OOM error; mem cost keep growing!
35p32 opened this issue · comments
(Thanks for your excellent work bro ! this paper is really nice and amazing~
When i try to train the lepard myself ( I only change the "batchsize=1" and "num_workers=0"), i found the memory is keep raising(i have 126g mem, lepard almost cost 100g and still raising ), finally it was killed by linux
Have you encountered this kind of problem before?
I did not change your code, i guess this problem come from dataloader? can you give me some suggestions ?
Hi, I just tested this code again with bsize=8 on a 80GB GPU card. I did not got a OOM error.
Since you have a much larger GPU mem. It should be fine.
If its the dataloader, you can try to modify the dataset to over-fit only one sample.
thanks for your replay , i have enough GPU , the problem is the "memory” OOM
when i just loop the dataloader and do nothing else, i found the "memory" keep growing.
May be memory leakage?
For example, in your "forward" source code , i use memory moniter to debug the memory leckage. I find some problem blew
(Right part is your source code, left part is the memory cost(not gpu cost)for every line, please mention the "Increment " colume which means the increase memory for every forward
When i forward once , [Line 26] increase 3.9M memory , when i forward twice ,[Line 26] may be increase 3.9 + 3.9 =7.8M memory. When i forward one epoch(about 20000+ times) , [Line 26] increase 80G memory
Does this mean all the functions causes memory leakage?
The training takes 15+ epochs on my machine, and works totally fine.
No idea of what's going on.
Does this mean all the functions causes memory leakage? The training takes 15+ epochs on my machine, and works totally fine. No idea of what's going on.

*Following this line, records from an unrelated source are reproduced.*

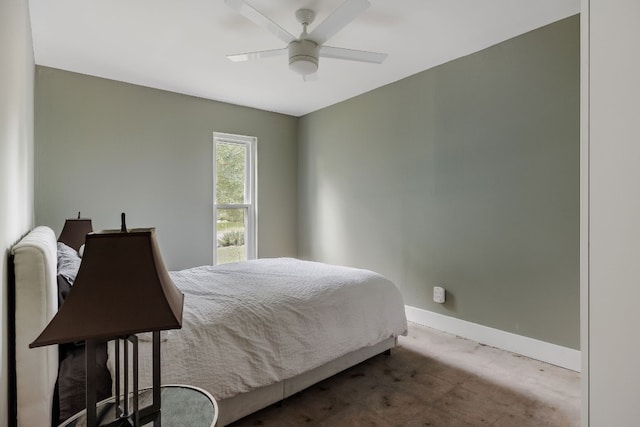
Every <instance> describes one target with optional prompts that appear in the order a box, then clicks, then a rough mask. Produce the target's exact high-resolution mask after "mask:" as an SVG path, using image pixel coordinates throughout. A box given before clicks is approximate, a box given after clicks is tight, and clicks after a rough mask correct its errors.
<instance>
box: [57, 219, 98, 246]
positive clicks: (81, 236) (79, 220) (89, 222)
mask: <svg viewBox="0 0 640 427" xmlns="http://www.w3.org/2000/svg"><path fill="white" fill-rule="evenodd" d="M92 231H93V226H92V225H91V219H88V218H80V212H78V218H76V219H67V220H66V221H65V222H64V227H62V232H61V233H60V237H58V242H62V243H64V244H65V245H67V246H69V247H72V248H73V249H75V250H76V251H77V250H79V249H80V246H82V245H83V244H84V239H85V237H86V236H87V234H89V233H91V232H92Z"/></svg>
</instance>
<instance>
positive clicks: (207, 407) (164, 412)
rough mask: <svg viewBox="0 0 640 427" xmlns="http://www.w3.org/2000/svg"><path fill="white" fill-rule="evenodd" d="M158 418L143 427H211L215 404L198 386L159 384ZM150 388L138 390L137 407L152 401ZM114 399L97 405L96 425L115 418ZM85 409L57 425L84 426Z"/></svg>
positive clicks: (213, 423)
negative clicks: (155, 419) (146, 426)
mask: <svg viewBox="0 0 640 427" xmlns="http://www.w3.org/2000/svg"><path fill="white" fill-rule="evenodd" d="M160 396H161V397H160V402H161V410H160V419H159V420H158V421H150V422H148V423H146V424H142V425H143V426H148V427H153V426H156V425H158V426H160V425H161V426H162V427H184V426H190V427H214V426H215V424H216V421H217V420H218V405H217V404H216V401H215V399H214V398H213V397H212V396H211V395H210V394H209V393H207V392H206V391H205V390H202V389H200V388H197V387H192V386H188V385H163V386H162V387H160ZM152 400H153V398H152V392H151V389H150V388H147V389H143V390H140V392H139V393H138V406H139V407H140V408H144V407H146V406H148V405H150V404H151V402H152ZM114 401H115V399H114V398H113V397H110V398H108V399H105V400H103V401H101V402H100V403H98V404H97V406H96V408H97V417H98V424H99V425H107V424H109V423H111V422H113V421H114V420H115V403H114ZM86 425H87V421H86V411H82V412H79V413H78V414H76V415H74V416H73V417H71V418H69V419H68V420H67V421H65V422H64V423H62V424H61V425H60V427H86Z"/></svg>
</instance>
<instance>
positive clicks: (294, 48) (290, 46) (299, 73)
mask: <svg viewBox="0 0 640 427" xmlns="http://www.w3.org/2000/svg"><path fill="white" fill-rule="evenodd" d="M319 55H320V47H319V46H318V44H317V43H315V42H314V41H312V40H306V39H303V40H296V41H293V42H291V43H289V69H290V70H293V71H295V72H296V73H298V74H302V75H303V76H305V75H308V74H313V73H315V72H316V71H318V56H319Z"/></svg>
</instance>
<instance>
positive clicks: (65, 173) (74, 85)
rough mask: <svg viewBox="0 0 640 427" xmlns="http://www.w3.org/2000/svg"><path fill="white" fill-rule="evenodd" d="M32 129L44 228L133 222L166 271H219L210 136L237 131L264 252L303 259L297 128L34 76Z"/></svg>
mask: <svg viewBox="0 0 640 427" xmlns="http://www.w3.org/2000/svg"><path fill="white" fill-rule="evenodd" d="M211 78H215V76H212V77H211ZM35 121H36V128H35V139H36V145H35V166H36V183H35V203H36V205H35V210H36V223H37V224H44V225H48V226H51V227H52V228H53V229H54V230H55V231H56V232H59V231H60V230H61V228H62V225H63V223H64V219H65V218H67V217H73V216H74V215H77V212H78V211H81V212H82V215H83V216H88V217H91V218H92V219H93V224H94V228H95V229H104V228H119V224H120V212H126V213H127V218H128V219H127V225H128V226H129V227H148V226H154V227H156V229H157V230H156V231H157V237H158V242H159V245H160V248H161V251H162V254H163V258H164V260H165V263H166V265H167V268H169V269H181V268H186V267H191V266H195V265H203V264H211V262H212V256H213V224H212V212H213V204H212V194H213V184H212V180H213V178H212V161H213V159H212V156H213V145H212V144H213V142H212V141H213V132H227V133H238V134H242V135H250V136H255V137H257V138H258V182H259V184H258V185H259V196H258V233H259V234H258V254H259V256H261V257H272V256H295V255H296V254H297V251H296V246H297V242H296V239H297V236H296V220H297V200H296V197H297V188H296V173H297V172H296V171H297V165H296V162H297V150H296V129H297V127H296V125H297V119H296V118H294V117H291V116H285V115H282V114H276V113H270V112H265V111H260V110H255V109H250V108H245V107H239V106H233V105H229V104H224V103H220V102H215V101H209V100H205V99H201V98H195V97H190V96H186V95H179V94H176V93H171V92H165V91H160V90H156V89H150V88H146V87H141V86H135V85H131V84H127V83H121V82H115V81H112V80H106V79H101V78H97V77H90V76H86V75H81V74H76V73H71V72H67V71H62V70H57V69H53V68H46V67H40V66H38V67H37V68H36V116H35Z"/></svg>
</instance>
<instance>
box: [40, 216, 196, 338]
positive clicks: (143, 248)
mask: <svg viewBox="0 0 640 427" xmlns="http://www.w3.org/2000/svg"><path fill="white" fill-rule="evenodd" d="M183 300H184V295H183V294H182V292H180V290H178V288H176V286H175V285H174V284H173V282H172V281H171V279H170V277H169V274H168V272H167V270H166V268H165V266H164V262H163V261H162V258H161V256H160V250H159V248H158V244H157V242H156V238H155V229H154V228H147V229H132V230H130V231H128V232H127V231H120V230H105V231H100V232H96V233H90V234H88V235H87V236H86V243H85V250H84V256H83V258H82V262H81V264H80V269H79V271H78V275H77V276H76V279H75V282H74V284H73V287H72V288H71V292H69V295H68V296H67V298H66V300H65V302H64V304H63V305H62V307H61V308H60V310H59V311H58V313H57V314H56V315H55V316H54V318H53V319H52V320H51V322H50V323H49V324H48V325H47V327H46V328H45V329H44V331H42V333H41V334H40V336H39V337H38V338H37V339H36V340H35V341H34V342H33V343H31V344H30V345H29V346H30V347H40V346H45V345H51V344H63V343H67V342H75V341H85V340H91V339H101V340H102V339H103V340H110V339H114V338H117V337H122V336H125V335H129V334H136V333H140V332H149V331H160V330H165V329H177V328H181V327H182V306H183Z"/></svg>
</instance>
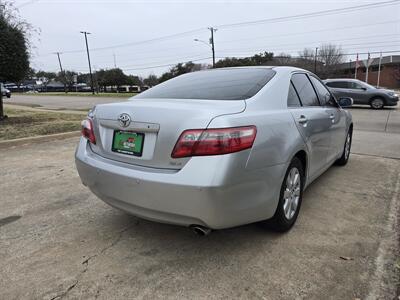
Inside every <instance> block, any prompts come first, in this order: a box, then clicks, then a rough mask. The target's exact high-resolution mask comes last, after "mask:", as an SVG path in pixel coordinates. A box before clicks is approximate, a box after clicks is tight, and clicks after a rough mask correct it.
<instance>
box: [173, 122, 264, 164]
mask: <svg viewBox="0 0 400 300" xmlns="http://www.w3.org/2000/svg"><path fill="white" fill-rule="evenodd" d="M256 134H257V128H256V127H255V126H245V127H233V128H219V129H193V130H185V131H184V132H183V133H182V134H181V136H180V137H179V139H178V141H177V143H176V145H175V147H174V150H173V151H172V153H171V157H172V158H181V157H189V156H203V155H220V154H228V153H233V152H238V151H242V150H245V149H249V148H251V147H252V146H253V142H254V140H255V138H256Z"/></svg>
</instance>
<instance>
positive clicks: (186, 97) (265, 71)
mask: <svg viewBox="0 0 400 300" xmlns="http://www.w3.org/2000/svg"><path fill="white" fill-rule="evenodd" d="M274 75H275V71H273V70H271V69H267V68H265V69H262V68H259V69H258V68H238V69H220V70H218V69H217V70H210V71H199V72H193V73H187V74H184V75H181V76H178V77H176V78H173V79H171V80H168V81H166V82H163V83H161V84H159V85H157V86H155V87H153V88H151V89H149V90H147V91H145V92H143V93H142V94H140V95H138V96H136V97H134V99H136V98H175V99H202V100H244V99H248V98H250V97H253V96H254V95H255V94H257V93H258V91H259V90H261V89H262V87H263V86H264V85H265V84H266V83H267V82H268V81H270V80H271V78H272V77H273V76H274Z"/></svg>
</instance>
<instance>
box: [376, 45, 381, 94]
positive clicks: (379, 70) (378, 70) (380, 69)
mask: <svg viewBox="0 0 400 300" xmlns="http://www.w3.org/2000/svg"><path fill="white" fill-rule="evenodd" d="M381 64H382V52H381V55H380V56H379V65H378V80H377V83H376V86H377V87H378V88H379V83H380V79H381Z"/></svg>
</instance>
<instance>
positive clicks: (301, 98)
mask: <svg viewBox="0 0 400 300" xmlns="http://www.w3.org/2000/svg"><path fill="white" fill-rule="evenodd" d="M292 82H293V85H294V87H295V88H296V91H297V93H298V95H299V97H300V101H301V103H302V104H303V106H319V102H318V98H317V94H316V93H315V91H314V88H313V87H312V85H311V82H310V80H309V79H308V77H307V75H306V74H294V75H293V76H292Z"/></svg>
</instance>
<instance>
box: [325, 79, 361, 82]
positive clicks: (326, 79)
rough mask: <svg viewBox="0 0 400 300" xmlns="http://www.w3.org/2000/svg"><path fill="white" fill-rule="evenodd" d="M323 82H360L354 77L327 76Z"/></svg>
mask: <svg viewBox="0 0 400 300" xmlns="http://www.w3.org/2000/svg"><path fill="white" fill-rule="evenodd" d="M324 81H325V82H334V81H352V82H360V80H358V79H354V78H328V79H325V80H324Z"/></svg>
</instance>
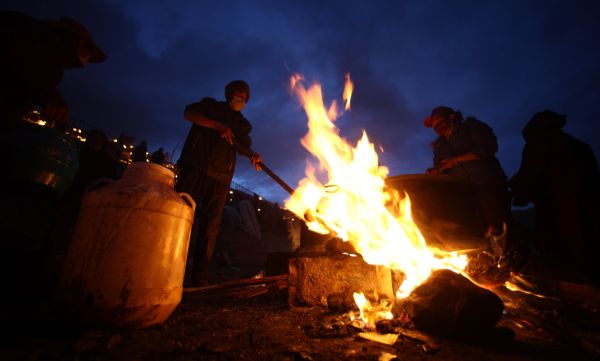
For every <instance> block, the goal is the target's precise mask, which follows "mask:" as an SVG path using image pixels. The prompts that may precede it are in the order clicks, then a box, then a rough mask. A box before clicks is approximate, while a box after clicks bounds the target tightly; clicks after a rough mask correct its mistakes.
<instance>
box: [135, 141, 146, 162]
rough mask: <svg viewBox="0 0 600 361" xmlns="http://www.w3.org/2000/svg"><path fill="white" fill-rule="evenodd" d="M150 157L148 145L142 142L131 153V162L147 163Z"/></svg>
mask: <svg viewBox="0 0 600 361" xmlns="http://www.w3.org/2000/svg"><path fill="white" fill-rule="evenodd" d="M147 157H148V143H147V142H146V141H145V140H142V141H141V143H140V144H138V145H137V146H136V147H135V148H133V151H132V152H131V160H132V161H134V162H145V161H146V159H147Z"/></svg>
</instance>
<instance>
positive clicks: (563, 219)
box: [510, 110, 600, 283]
mask: <svg viewBox="0 0 600 361" xmlns="http://www.w3.org/2000/svg"><path fill="white" fill-rule="evenodd" d="M566 121H567V117H566V116H565V115H562V114H558V113H555V112H553V111H550V110H546V111H543V112H539V113H536V114H535V115H534V116H533V117H532V118H531V119H530V120H529V122H528V123H527V125H526V126H525V128H524V129H523V138H525V141H526V143H525V147H524V148H523V155H522V159H521V166H520V168H519V171H518V172H517V174H515V175H514V176H513V177H512V178H511V179H510V187H511V190H512V193H513V204H514V205H516V206H525V205H527V204H528V203H530V202H531V203H533V204H534V205H535V213H536V241H537V244H538V246H539V247H540V248H541V250H542V251H543V253H544V254H545V255H547V256H549V257H550V259H551V260H552V261H554V263H555V265H557V266H558V265H563V266H564V265H566V266H567V267H570V270H569V269H567V270H566V271H567V272H569V273H573V272H574V273H579V274H580V273H584V274H587V275H588V277H593V279H594V280H595V282H596V283H598V281H599V280H600V278H599V277H598V267H597V265H596V267H594V261H595V257H596V256H597V254H598V251H599V249H598V248H599V247H598V244H599V242H600V236H599V235H600V227H599V226H598V224H599V223H600V212H599V211H598V207H599V204H600V195H599V194H600V175H599V171H598V163H597V161H596V158H595V157H594V153H593V151H592V149H591V148H590V146H589V145H587V144H586V143H584V142H582V141H580V140H578V139H576V138H574V137H572V136H571V135H569V134H567V133H565V132H564V131H562V129H561V128H562V127H563V126H564V125H565V124H566Z"/></svg>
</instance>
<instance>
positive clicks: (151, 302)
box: [57, 162, 196, 328]
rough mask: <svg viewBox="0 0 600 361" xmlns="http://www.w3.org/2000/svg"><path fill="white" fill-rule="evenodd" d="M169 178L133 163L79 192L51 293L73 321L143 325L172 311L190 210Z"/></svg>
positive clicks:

Sir,Could you please let me know if you can reproduce the result on 3DMatch&3DLomatch?
Does this mean all the functions causes memory leakage? The training takes 15+ epochs on my machine, and works totally fine. No idea of what's going on.
Thank you so much
Does this mean all the functions causes memory leakage? The training takes 15+ epochs on my machine, and works totally fine. No idea of what's going on.
Sir,Could you please let me know if you can reproduce the result on 3DMatch&3DLomatch?
Yes, I can reproduce the results.
Hi, I meet the same problem, did you slove it?
I find that the problem is caused by AverageMeter.update() in a training step. I solve the problem by detach the input tensor during the accumulation in AverageMeter.update().